Truth [Not Greater Than] Grace
Recently, I was sitting in a gigantic ballroom listening to a (very good) preacher share his personal testimony of being rescued by God’s Spirit from a life of debauchery and rebellion. It was pretty powerful stuff. Even so, among the 1,800 of us who crowded around tables surveying this man’s movements and gestures on two cinema-style screens, there was an eerie quiet. Frankly, I couldn’t tell if people had mentally checked out or if they were that riveted.
As the saying goes, you could’ve heard a pin drop. Until, that is, the preacher changed directions with his message. Moving away from his personal story, he implored us to learn to dwell in the tension between grace and truth. “We must not be people who are all grace or all truth,” he argued, “but those who live in the middle.” When he said this, the room became electric. People started cheering and applauding. Some even gave him a standing ovation.
It was at that point, however, that he lost me.
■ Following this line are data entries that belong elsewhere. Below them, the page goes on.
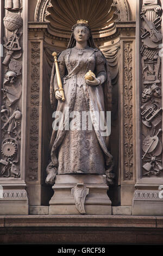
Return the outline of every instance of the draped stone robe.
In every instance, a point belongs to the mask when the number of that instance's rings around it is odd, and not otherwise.
[[[58,101],[57,111],[62,113],[64,129],[60,127],[58,131],[53,131],[51,141],[52,162],[49,164],[51,168],[58,169],[58,174],[104,174],[104,156],[112,159],[106,144],[107,137],[102,136],[100,129],[95,129],[98,120],[92,115],[93,113],[99,114],[105,109],[103,84],[107,75],[105,62],[99,50],[89,47],[83,50],[76,47],[68,48],[59,56],[58,63],[66,100]],[[90,70],[100,80],[99,86],[89,86],[86,83],[84,76]],[[54,90],[58,87],[55,74]],[[80,124],[80,130],[65,130],[65,124],[71,120],[65,114],[65,109],[68,109],[69,113],[78,111],[81,114],[81,119],[76,120],[76,124],[78,127]],[[83,111],[90,111],[92,130],[88,127],[82,130]]]

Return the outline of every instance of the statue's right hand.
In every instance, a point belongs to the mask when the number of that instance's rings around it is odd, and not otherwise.
[[[55,97],[57,100],[61,100],[62,95],[59,90],[57,90],[55,93]]]

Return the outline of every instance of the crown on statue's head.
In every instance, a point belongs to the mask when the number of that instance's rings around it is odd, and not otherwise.
[[[86,24],[88,25],[88,21],[86,20],[78,20],[77,23],[77,24]]]

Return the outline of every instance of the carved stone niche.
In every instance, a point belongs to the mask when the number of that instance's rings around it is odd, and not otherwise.
[[[30,205],[33,206],[33,210],[35,205],[42,205],[45,202],[46,205],[48,203],[47,187],[44,181],[48,162],[47,148],[50,139],[49,131],[52,129],[53,121],[49,104],[49,92],[47,89],[47,83],[49,84],[49,77],[54,61],[52,53],[54,51],[58,53],[66,48],[72,26],[77,20],[85,19],[89,20],[97,47],[101,49],[107,59],[113,85],[111,153],[115,160],[116,178],[115,185],[109,192],[109,196],[111,198],[113,205],[120,204],[121,200],[122,205],[131,206],[136,176],[135,112],[133,110],[135,101],[133,96],[135,90],[135,22],[130,21],[129,8],[126,0],[77,1],[76,11],[73,10],[73,1],[69,0],[68,6],[65,1],[38,1],[35,13],[35,22],[28,23],[29,53],[30,55],[29,69],[31,72],[30,77],[28,78],[30,87],[28,88],[28,100],[30,111],[28,117],[29,139],[27,159],[29,168],[27,168],[27,182]],[[97,7],[101,7],[98,8]],[[77,10],[79,10],[78,12],[76,11]],[[68,13],[68,17],[66,13]],[[91,13],[93,15],[90,15]],[[92,18],[89,19],[90,16]],[[120,56],[123,63],[122,66],[119,65]],[[41,70],[43,63],[46,65],[43,70]],[[42,79],[40,74],[42,74]],[[120,101],[122,103],[120,114],[118,113]],[[42,104],[42,102],[44,103]],[[35,119],[32,119],[34,115]],[[36,120],[35,124],[34,120]],[[48,124],[49,126],[47,125],[46,129],[43,126],[43,120]],[[119,147],[121,153],[118,154]],[[73,202],[72,207],[74,209],[75,204],[71,190],[78,183],[83,184],[83,181],[74,182],[72,186],[71,185],[71,189],[69,187],[68,197],[71,202]],[[121,198],[120,185],[122,191]],[[55,190],[55,194],[59,197],[60,186],[59,182],[53,187]],[[86,185],[84,182],[84,186],[89,187],[89,185]],[[64,191],[67,188],[65,187]],[[33,197],[34,193],[37,194],[34,199]],[[89,194],[86,197],[86,203],[89,202]],[[45,200],[42,199],[46,197]],[[54,205],[57,204],[57,202],[55,200],[54,198],[52,198],[49,210],[56,209]],[[108,211],[110,206],[109,203]],[[85,210],[86,211],[86,209]],[[110,214],[110,209],[109,211]],[[77,209],[75,211],[75,214],[78,212]],[[53,212],[52,210],[51,212]]]
[[[1,1],[0,215],[28,214],[25,182],[27,1]]]

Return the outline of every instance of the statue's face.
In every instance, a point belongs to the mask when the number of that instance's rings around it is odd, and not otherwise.
[[[89,29],[84,26],[77,26],[73,33],[74,37],[78,42],[85,42],[89,37]]]
[[[152,91],[149,89],[145,89],[142,93],[142,102],[146,102],[148,101],[152,96]]]

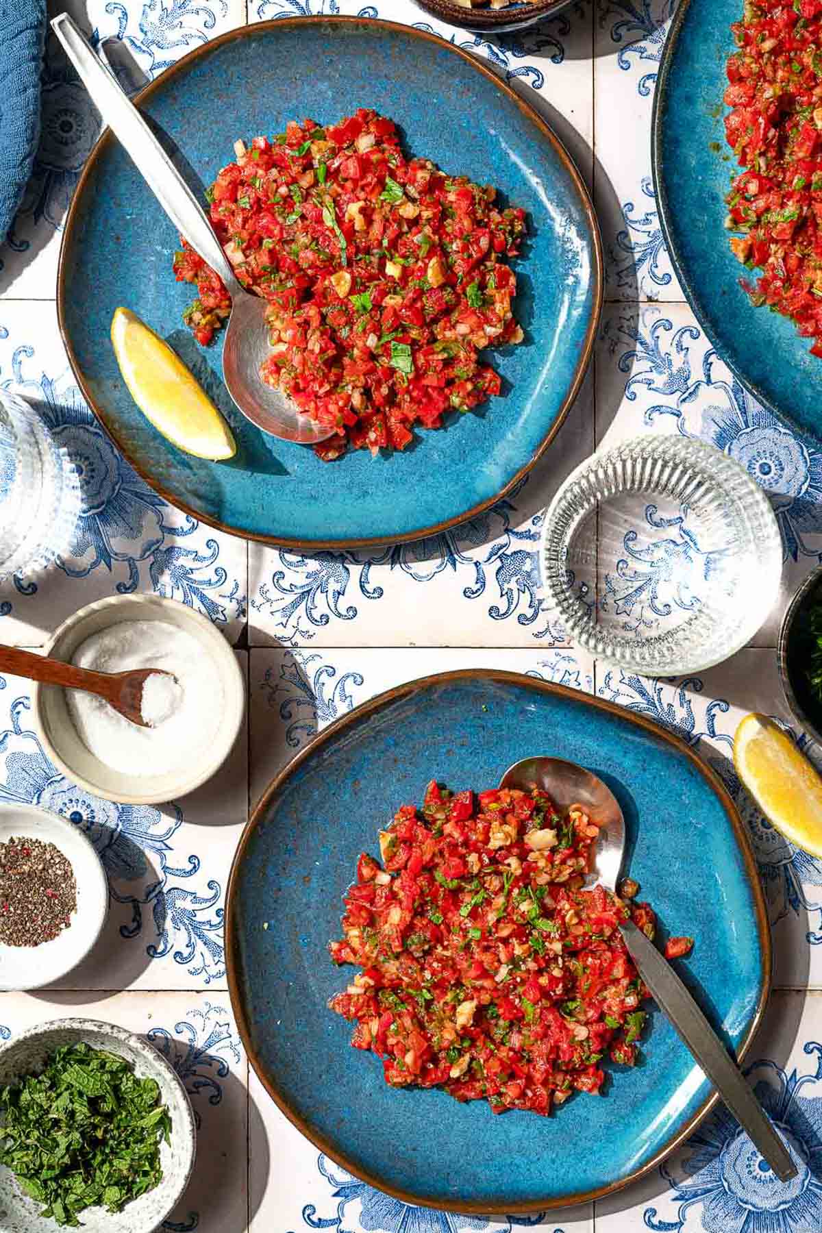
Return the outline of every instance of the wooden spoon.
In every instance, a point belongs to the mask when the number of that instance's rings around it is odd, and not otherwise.
[[[143,686],[147,677],[171,677],[161,668],[131,668],[128,672],[91,672],[62,660],[49,660],[44,655],[21,651],[16,646],[0,646],[0,672],[14,672],[17,677],[41,681],[47,686],[64,689],[84,689],[105,698],[110,707],[140,727],[150,727],[143,719]]]

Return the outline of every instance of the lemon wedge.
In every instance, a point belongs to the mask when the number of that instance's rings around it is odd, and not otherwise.
[[[746,715],[733,763],[765,817],[797,847],[822,856],[822,776],[767,715]]]
[[[158,433],[198,459],[234,457],[230,428],[168,343],[128,308],[115,309],[111,343],[128,392]]]

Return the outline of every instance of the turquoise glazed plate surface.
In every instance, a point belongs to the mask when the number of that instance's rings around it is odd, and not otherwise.
[[[405,149],[492,181],[529,215],[515,263],[520,346],[493,363],[503,397],[449,417],[403,454],[354,450],[320,462],[267,436],[234,409],[221,346],[201,349],[181,313],[192,289],[171,272],[179,238],[122,148],[104,137],[69,213],[58,281],[63,338],[83,392],[129,462],[161,496],[203,522],[306,550],[434,534],[493,504],[553,439],[590,358],[601,302],[601,255],[584,185],[536,112],[467,53],[431,35],[355,17],[245,26],[168,69],[137,100],[168,134],[197,191],[235,138],[290,118],[329,123],[372,106],[401,127]],[[205,118],[206,117],[206,118]],[[132,402],[108,342],[117,306],[175,346],[224,411],[238,439],[230,462],[206,462],[161,438]]]
[[[352,970],[334,967],[327,943],[339,937],[360,852],[377,851],[377,831],[401,804],[421,803],[429,779],[492,787],[529,753],[578,761],[616,793],[630,873],[664,928],[695,936],[678,970],[737,1055],[768,994],[770,938],[747,837],[718,777],[679,739],[508,672],[442,673],[359,707],[281,772],[243,835],[228,981],[246,1052],[283,1112],[344,1168],[409,1203],[513,1213],[608,1194],[672,1152],[715,1099],[656,1010],[641,1064],[606,1063],[605,1095],[577,1095],[547,1118],[391,1089],[328,1010]]]
[[[742,0],[680,0],[674,14],[652,121],[659,219],[677,277],[720,356],[763,407],[822,436],[822,361],[810,354],[812,339],[753,307],[723,226],[739,170],[725,142],[725,64],[735,49],[731,22],[741,18]]]

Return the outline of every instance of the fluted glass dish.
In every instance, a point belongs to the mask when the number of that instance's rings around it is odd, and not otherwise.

On some level, I get it: sometimes the truth hurts and we need to temper our truth-telling with the requisite level of graciousness. That makes total sense (and was probably the point the aforementioned speaker was trying to get across). But I hear all the time about the need to balance grace and truth, as if somehow they are at odds with each other. “Let’s not err too much on one side,” it’s often said. But my question is: Since when did grace become untrue? And at what point did truth become ungracious?
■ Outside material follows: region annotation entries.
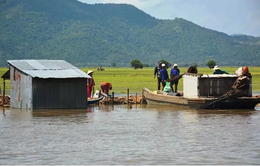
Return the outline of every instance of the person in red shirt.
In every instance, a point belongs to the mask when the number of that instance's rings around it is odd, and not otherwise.
[[[89,70],[88,73],[87,73],[91,77],[91,78],[87,79],[87,94],[88,94],[88,98],[91,98],[91,92],[92,92],[93,87],[95,86],[93,73],[94,72],[91,71],[91,70]]]
[[[103,93],[108,95],[109,90],[112,90],[112,84],[110,82],[102,82],[101,83],[101,90],[102,90]]]

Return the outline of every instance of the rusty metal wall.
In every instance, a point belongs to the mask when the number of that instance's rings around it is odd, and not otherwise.
[[[32,78],[10,67],[10,106],[32,109]]]
[[[87,79],[34,78],[33,109],[87,108]]]

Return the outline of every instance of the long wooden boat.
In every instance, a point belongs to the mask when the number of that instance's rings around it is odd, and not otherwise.
[[[200,109],[201,106],[214,102],[216,98],[187,98],[179,95],[167,94],[162,91],[143,89],[143,97],[150,105],[178,105],[187,108]],[[254,109],[260,103],[259,97],[234,97],[214,104],[209,104],[206,109]]]
[[[148,104],[196,109],[254,109],[260,103],[260,97],[252,96],[251,86],[246,90],[231,91],[237,80],[236,75],[187,74],[183,76],[182,95],[144,88],[143,98]],[[251,85],[251,78],[248,82]]]
[[[104,96],[101,96],[99,98],[91,98],[88,99],[88,105],[94,105],[97,104],[100,100],[102,100],[104,98]]]

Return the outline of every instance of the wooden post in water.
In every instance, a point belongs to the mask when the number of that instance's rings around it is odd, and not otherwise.
[[[140,104],[142,105],[143,104],[143,102],[144,102],[144,91],[142,91],[142,99],[141,99],[141,101],[140,101]]]
[[[3,106],[5,105],[5,78],[4,78],[4,90],[3,90]]]
[[[92,87],[92,95],[91,95],[92,97],[94,96],[94,93],[95,93],[94,90],[95,90],[95,88],[94,88],[94,86],[93,86],[93,87]]]
[[[137,93],[135,94],[135,104],[137,105]]]
[[[129,88],[127,88],[127,105],[129,104]]]
[[[111,101],[112,101],[112,106],[114,105],[114,92],[112,92],[112,99],[111,99]]]

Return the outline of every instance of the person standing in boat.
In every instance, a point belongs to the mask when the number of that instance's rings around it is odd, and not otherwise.
[[[109,93],[109,90],[112,90],[112,84],[110,82],[102,82],[100,87],[101,87],[102,92],[107,95]]]
[[[170,86],[171,86],[172,91],[173,91],[173,85],[175,85],[173,92],[177,93],[178,83],[179,83],[180,78],[181,78],[181,75],[180,75],[180,70],[178,69],[178,65],[174,64],[172,66],[171,73],[170,73]]]
[[[158,66],[156,66],[154,68],[154,74],[153,74],[153,78],[155,78],[157,76],[157,89],[160,90],[161,89],[161,73],[160,70],[162,69],[162,62],[158,62]]]
[[[214,66],[213,70],[213,74],[229,74],[228,72],[221,70],[218,66]]]
[[[162,64],[162,69],[160,70],[160,74],[161,74],[162,91],[163,91],[164,87],[166,85],[166,82],[169,81],[168,71],[167,71],[166,65],[164,63]]]
[[[91,93],[92,93],[92,89],[93,87],[95,86],[95,81],[94,81],[94,78],[93,78],[93,71],[89,70],[88,71],[88,75],[91,77],[91,78],[88,78],[87,79],[87,94],[88,94],[88,98],[91,98]]]

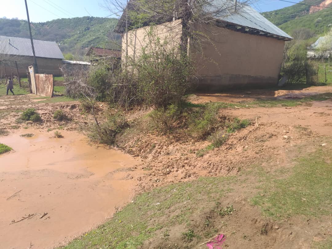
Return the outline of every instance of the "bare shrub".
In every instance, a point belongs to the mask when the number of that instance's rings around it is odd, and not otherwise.
[[[122,114],[118,113],[109,116],[106,121],[102,124],[92,125],[89,128],[88,136],[93,142],[111,145],[115,142],[116,135],[128,126]]]

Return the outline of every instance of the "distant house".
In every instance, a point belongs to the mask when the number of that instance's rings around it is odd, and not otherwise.
[[[61,75],[60,67],[63,56],[55,42],[34,39],[34,45],[40,73]],[[0,36],[0,57],[4,58],[0,73],[7,75],[14,72],[17,62],[20,76],[26,76],[28,67],[34,64],[31,43],[29,38]]]
[[[307,48],[309,58],[328,58],[332,55],[332,37],[321,36]]]
[[[89,70],[91,65],[91,62],[89,62],[63,60],[61,70],[63,74],[71,76],[78,71]]]
[[[129,8],[133,1],[129,1]],[[292,37],[249,6],[242,4],[237,12],[226,10],[219,14],[214,12],[217,10],[213,9],[213,5],[217,9],[233,5],[230,9],[234,9],[236,1],[211,0],[208,2],[207,11],[213,13],[213,18],[208,19],[210,16],[207,14],[204,23],[193,25],[196,33],[205,39],[198,42],[195,39],[188,41],[198,75],[195,80],[198,90],[214,91],[276,85],[285,42]],[[126,20],[126,11],[124,11],[114,30],[122,34],[122,50],[127,54],[122,55],[123,64],[127,58],[134,60],[142,49],[147,47],[144,37],[150,29],[146,25],[131,30],[130,20]],[[156,26],[159,37],[178,47],[183,29],[181,17],[166,21]],[[126,26],[128,30],[125,30]],[[171,30],[166,28],[170,27]],[[221,31],[222,28],[225,28]]]
[[[120,50],[95,47],[90,47],[86,55],[89,56],[90,61],[98,61],[101,59],[119,60],[121,57]]]

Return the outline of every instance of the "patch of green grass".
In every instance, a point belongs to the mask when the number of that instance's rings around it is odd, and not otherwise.
[[[13,91],[15,95],[25,95],[30,93],[25,90],[23,90],[23,88],[20,88],[18,85],[14,85],[14,89],[13,89]],[[4,85],[0,85],[0,96],[5,95],[7,93],[7,87],[5,86]],[[12,93],[10,91],[8,92],[8,94],[9,95],[11,95]]]
[[[263,107],[268,108],[278,106],[294,107],[301,105],[304,103],[312,101],[322,101],[332,99],[332,93],[328,92],[306,97],[302,99],[280,99],[272,98],[269,99],[257,99],[253,101],[242,101],[235,104],[223,102],[216,102],[219,108],[255,108]]]
[[[6,129],[0,128],[0,136],[7,136],[9,134],[9,132]]]
[[[0,143],[0,154],[8,152],[13,149],[3,144]]]
[[[62,138],[63,137],[63,136],[60,132],[56,131],[54,132],[54,137],[57,138]]]
[[[277,219],[295,215],[319,216],[332,212],[332,160],[330,151],[321,150],[301,158],[289,176],[278,172],[268,177],[252,201],[264,214]]]
[[[214,146],[213,144],[209,144],[204,149],[199,150],[196,152],[196,155],[197,157],[202,157],[206,154],[209,151],[212,150],[214,148]]]
[[[66,93],[66,87],[54,86],[53,91],[56,94],[64,95]]]
[[[226,124],[226,130],[228,133],[233,133],[238,130],[245,128],[251,124],[248,119],[241,120],[237,118],[234,119],[231,123]]]
[[[332,236],[329,236],[326,240],[315,242],[313,244],[312,249],[331,249],[332,248]]]
[[[225,194],[224,186],[233,182],[233,178],[202,178],[190,182],[159,187],[140,194],[113,218],[96,229],[75,240],[65,249],[134,249],[157,235],[155,232],[172,224],[186,223],[192,214],[215,204]],[[174,216],[176,212],[176,215]],[[163,216],[163,218],[159,217]],[[157,220],[157,221],[154,221]],[[184,228],[182,232],[188,233]],[[213,229],[212,226],[206,231]],[[160,234],[158,234],[159,235]],[[188,233],[189,237],[193,235]],[[203,236],[195,232],[195,236]],[[160,236],[160,235],[159,235]],[[167,236],[168,237],[168,236]],[[189,243],[188,241],[188,243]],[[185,243],[184,242],[184,243]]]
[[[53,118],[58,121],[62,121],[67,118],[66,113],[63,110],[57,110],[53,114]]]
[[[55,77],[54,77],[54,80],[57,81],[63,81],[64,79],[63,76]]]
[[[35,135],[33,134],[32,133],[26,133],[25,134],[22,134],[21,135],[20,135],[20,137],[23,137],[26,138],[31,138],[32,137]]]
[[[197,236],[192,229],[190,229],[186,232],[182,233],[182,235],[186,240],[189,241],[191,241],[193,238]]]
[[[68,102],[71,101],[75,101],[76,100],[75,99],[66,96],[58,96],[53,97],[53,98],[50,98],[45,100],[39,101],[37,103],[60,103],[60,102]]]

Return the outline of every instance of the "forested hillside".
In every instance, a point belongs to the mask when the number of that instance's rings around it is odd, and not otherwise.
[[[305,30],[313,36],[319,35],[332,27],[331,2],[331,0],[304,0],[300,3],[308,5],[294,4],[262,14],[291,35],[296,35],[299,30]]]
[[[63,52],[76,54],[91,46],[115,48],[111,41],[116,38],[113,31],[117,22],[116,18],[87,16],[62,18],[33,23],[32,29],[34,38],[59,41]],[[28,23],[17,19],[0,18],[0,35],[29,37]]]

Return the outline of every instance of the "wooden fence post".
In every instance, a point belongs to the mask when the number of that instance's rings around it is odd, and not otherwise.
[[[16,62],[16,61],[15,61],[15,66],[16,67],[16,72],[17,73],[17,78],[19,80],[19,84],[20,84],[20,87],[21,87],[22,86],[21,84],[21,78],[20,77],[20,74],[19,73],[19,69],[17,67],[17,62]]]

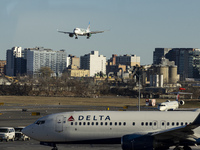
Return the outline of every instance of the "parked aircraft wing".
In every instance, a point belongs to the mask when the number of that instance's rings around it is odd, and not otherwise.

Grace is simply undeserved favor. A gift to those who don’t deserve it. Performance-free acceptance, we could say. Truth, though, is just as rich: it gives account of the way things really are. Not just at the surface but beneath it, where clichés meet their bitter end.
It is sometimes argued that if not balanced by truth, grace will make you lazy and apathetic. But the apostle Paul says it’s grace that teaches us to renounce ungodliness and worldly passions (Titus 2:12). Others contend that, if not balanced by grace, truth will lead to legalistic rule-keeping. But Jesus says the opposite: he says “the truth will set you free” (John 8).
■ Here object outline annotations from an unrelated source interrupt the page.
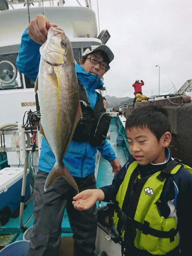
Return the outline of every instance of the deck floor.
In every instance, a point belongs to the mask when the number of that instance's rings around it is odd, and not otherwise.
[[[115,125],[115,119],[111,119],[111,122],[109,129],[111,134],[111,140],[108,142],[113,148],[117,159],[120,162],[122,166],[125,163],[127,160],[125,154],[125,149],[123,147],[117,146],[116,143],[116,137],[119,134],[118,134],[116,127]],[[104,186],[109,185],[112,182],[114,174],[112,172],[112,167],[110,163],[101,157],[100,161],[99,168],[97,176],[96,186],[97,188],[101,187]],[[105,202],[100,202],[99,207],[102,207],[105,205]],[[31,197],[30,200],[28,201],[26,204],[27,207],[23,211],[23,222],[25,224],[29,219],[33,212],[33,200]],[[98,202],[97,206],[99,206]],[[27,225],[27,227],[30,227],[32,226],[33,223],[33,218],[30,221]],[[71,250],[69,248],[66,249],[67,244],[73,244],[73,240],[72,238],[73,233],[70,227],[67,212],[65,211],[61,225],[62,234],[61,243],[60,249],[60,253],[58,256],[72,256],[73,253]],[[6,225],[2,226],[1,233],[3,235],[8,233],[15,233],[15,236],[14,238],[7,242],[7,244],[11,243],[13,241],[23,240],[23,232],[20,229],[19,226],[19,216],[17,218],[10,218],[9,222]],[[1,249],[1,237],[0,236],[0,249]],[[70,241],[70,243],[69,241]],[[5,245],[4,245],[5,246]]]

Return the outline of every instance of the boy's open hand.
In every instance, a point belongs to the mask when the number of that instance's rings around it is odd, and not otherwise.
[[[89,209],[98,200],[103,200],[104,198],[101,189],[87,189],[74,196],[72,204],[76,209],[83,211]]]

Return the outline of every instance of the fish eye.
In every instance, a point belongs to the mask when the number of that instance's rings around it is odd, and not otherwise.
[[[62,41],[62,42],[61,43],[61,46],[66,46],[66,43],[64,41]]]

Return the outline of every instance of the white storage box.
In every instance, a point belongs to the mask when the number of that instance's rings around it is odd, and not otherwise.
[[[8,207],[12,214],[20,206],[23,168],[6,167],[0,170],[0,211]],[[30,196],[27,171],[25,201]]]

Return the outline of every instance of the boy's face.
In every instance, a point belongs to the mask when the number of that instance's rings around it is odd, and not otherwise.
[[[166,159],[165,148],[169,144],[171,138],[169,132],[165,133],[159,142],[147,128],[134,127],[127,129],[126,132],[130,152],[140,165],[160,163]]]

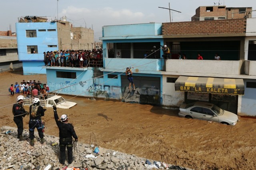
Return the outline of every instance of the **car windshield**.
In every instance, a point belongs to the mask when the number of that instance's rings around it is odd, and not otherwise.
[[[224,113],[224,111],[216,106],[214,106],[212,108],[212,110],[215,113],[219,115],[221,115]]]
[[[54,102],[55,102],[56,104],[60,104],[63,102],[65,102],[65,99],[62,97],[61,97],[58,99],[55,99]]]

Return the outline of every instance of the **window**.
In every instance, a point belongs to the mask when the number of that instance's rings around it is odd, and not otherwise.
[[[26,30],[26,35],[27,37],[36,37],[36,30]]]
[[[28,54],[33,54],[34,51],[35,51],[35,53],[38,53],[37,50],[37,45],[28,45],[27,46],[28,49]]]
[[[212,6],[208,6],[206,7],[206,12],[212,12],[213,11],[213,7]]]
[[[108,74],[108,78],[118,78],[118,77],[117,74]]]
[[[93,78],[103,78],[103,72],[98,70],[93,70]]]
[[[256,82],[246,82],[246,88],[256,88]]]
[[[0,56],[6,55],[6,49],[0,49]]]
[[[239,14],[244,14],[246,10],[246,8],[239,8]]]
[[[203,109],[203,113],[205,114],[208,115],[211,115],[212,116],[214,114],[213,113],[212,111],[210,110],[209,109],[207,109],[206,108],[202,108]]]
[[[178,78],[167,77],[166,82],[168,83],[175,83]]]
[[[76,78],[76,72],[65,71],[56,71],[56,77],[58,78]]]
[[[194,107],[190,109],[190,111],[202,113],[202,107]]]
[[[214,17],[204,17],[204,21],[209,20],[214,20]]]

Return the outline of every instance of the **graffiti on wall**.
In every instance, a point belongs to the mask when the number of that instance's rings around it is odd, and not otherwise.
[[[70,82],[66,81],[64,82],[60,82],[58,83],[52,83],[48,82],[47,85],[49,86],[50,89],[53,90],[60,90],[61,92],[69,93],[74,92],[76,90],[76,82],[70,83]]]
[[[118,99],[121,96],[121,87],[120,86],[94,84],[88,87],[87,91],[98,98]]]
What was the context for the latter statement? In John 8, Jesus is rebuffed by the Jewish religious leaders who don’t believe they need anything from him. They’ve never been enslaved to anyone, they argue. Which is a pretty ridiculous notion. At this point in redemptive history, the Jewish people had been tyrannized by just about every powerhouse nation in the world: the Egyptians, the Assyrians, the Babylonians, the Greeks. And even at the time of John’s writing, they were under the oppression of Rome.
How could they make such an argument? Well, what they were boasting of was their perceived spiritual status. They believed that they were spiritually free and consequently had no need for a savior, especially a carpenter from Nazareth. After all, they were descendants of Abraham, the great father of the faith. They were so puffed up with ethnic, familial, and religious pride that they failed to understand the truth, the one thing Jesus says offers liberty.
That truth is that they were enslaved, under the curse of sin. But that’s what Jesus came to deliver them from. Like we, they were broken, sinful, and helpless people in need of a Savior, a Savior who forgives us despite our varied faults and independent of our ethnic heritage and very best moral efforts. This truth is we are all saved by faith alone in Christ alone and through no merit of our own … and this is also the greatest news of grace.
My friends, don’t ever worry about being too gracious. That’s impossible. And don’t ever fear that when you tell someone the truth you’ve somehow dealt gracelessly with them (unless, of course, you were callous or unloving with your tone). Grace never affirms the practice of sin, nor does truth present hopeless condemnation. Grace and truth work together in beautiful symmetry. In fact, the two are inseparably joined together in the person of Jesus Christ. He was all grace and all truth. All the time.
“For from his fullness,” says John the Evangelist, “we have all received, grace upon grace. For the law was given through Moses; grace and truth came through Jesus Christ.”
Make no mistake: truth and grace are not at odds with each other. When we assure a fellow believer of God’s one-way love for them in Christ we are simply telling them the truth. Likewise, when we offer a gentle word of correction to an erring spiritual sibling, we are showing him or her tremendous grace. We are loving them enough to remind them of what they don’t deserve but receive by faith: God’s immediate and sin-canceling forgiveness in Jesus Christ. How gracious and how true!